Column 1 displays model accuracies when using the psychological and socio-demographic controls only. Columns 2–4 display the accuracies of the model when adding Likes, Status Updates, and the combination of the two to the control models. Row 1 displays the accuracies for the models using Facebook data exclusively with no controls. All correlations are significant at p < 0.001.

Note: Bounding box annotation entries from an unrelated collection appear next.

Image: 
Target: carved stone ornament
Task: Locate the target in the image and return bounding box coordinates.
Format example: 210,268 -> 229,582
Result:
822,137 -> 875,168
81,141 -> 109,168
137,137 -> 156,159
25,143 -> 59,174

https://doi.org/10.1371/journal.pone.0214369.t001

Both the language-based and Likes-based models provided incremental predictive accuracy over the socio-demographic and psychological baseline variables. Adding Facebook Likes and Status Updates to the socio-demographic controls increased the variance explained between 10% (when compared to education) and 16% (when compared to personality). Even when taking the most comprehensive baseline of all socio-demographic and personality variables–which together explained 18% of the variance–adding Facebook Likes and Status Updates increased variance explained by 6% to a total of 24% (r = 0.49). Notably, the incremental accuracy was mostly driven by Status Updates, with Facebook Likes adding none or little accuracy to the baseline models.

Fig 2 displays Pearson Product-Moment correlations between the predicted and actual income values obtained for the Likes and Status Updates-based prediction models (blue bars). To provide a baseline comparison for evaluating the predictive power of our models, we also included the accuracies obtained from predictions made with psychological and socio-demographic baseline comparisons (and orange and red bars). Finally, we included the accuracy of the model combining all socio-demographic variables, psychological variables, and Facebook data (purple bars).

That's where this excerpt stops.